Personal information
- Born: 13 July 1960 (age 65)
- Original team: Grovedale (GFL)
- Height: 176 cm (5 ft 9 in)
- Weight: 75 kg (165 lb)
- Position: Wingman

Playing career^{1}
- Years: Club / Games (Goals)
- 1984–1985: Geelong / 028 (11)
- 1986–1991: Sydney / 095 (46)
- Total:  / 123 (57)
- ^{1} Playing statistics correct to the end of 1991.

= David Bolton (Australian footballer) =

Australian rules footballer

David Bolton (born 13 July 1960) is a former Australian rules footballer who played for Geelong and Sydney in the Victorian/Australian Football League (VFL/AFL).

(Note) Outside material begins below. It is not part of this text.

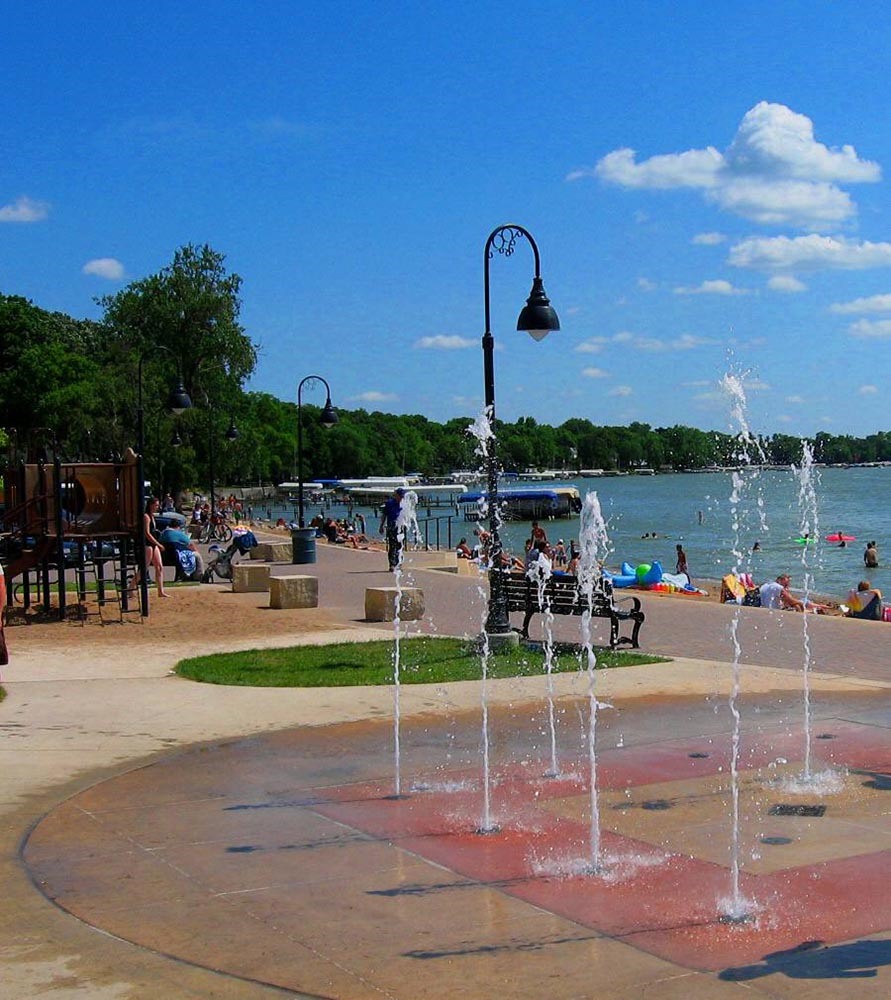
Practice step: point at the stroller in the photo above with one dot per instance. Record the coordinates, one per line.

Originally from Grovedale Football Club in the Geelong Football League (GFL), Bolton played for Geelong Under-19s before his recruitment to South Australian National Football League (SANFL) club Woodville by coach Rodney Olsson. After three years at Woodville, Bolton, who played as a wingman, joined Geelong in 1984 and made his senior debut in the opening game of the season.

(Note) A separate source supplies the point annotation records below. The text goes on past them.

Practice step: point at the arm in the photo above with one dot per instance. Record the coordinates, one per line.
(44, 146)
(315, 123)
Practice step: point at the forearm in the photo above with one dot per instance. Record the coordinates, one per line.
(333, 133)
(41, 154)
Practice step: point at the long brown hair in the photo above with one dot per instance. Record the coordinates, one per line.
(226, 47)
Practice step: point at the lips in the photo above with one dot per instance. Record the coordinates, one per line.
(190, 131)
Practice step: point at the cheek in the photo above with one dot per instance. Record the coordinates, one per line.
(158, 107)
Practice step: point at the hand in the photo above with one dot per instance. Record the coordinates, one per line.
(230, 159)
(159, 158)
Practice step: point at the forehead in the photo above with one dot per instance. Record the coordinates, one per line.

Sydney acquired Bolton's services in 1986, the same year he represented Australia in the International Rules series against the touring Irish team. He was a member of the Sydney squad which placed second in the 1986 home and away season, only to fall away in the finals. Bolton participated in another rare finals series for the club in 1987. During his career he represented South Australia, New South Wales and Victoria at interstate football.

Bolton later coached Strathmerton Football Club in the Picola and District Football League.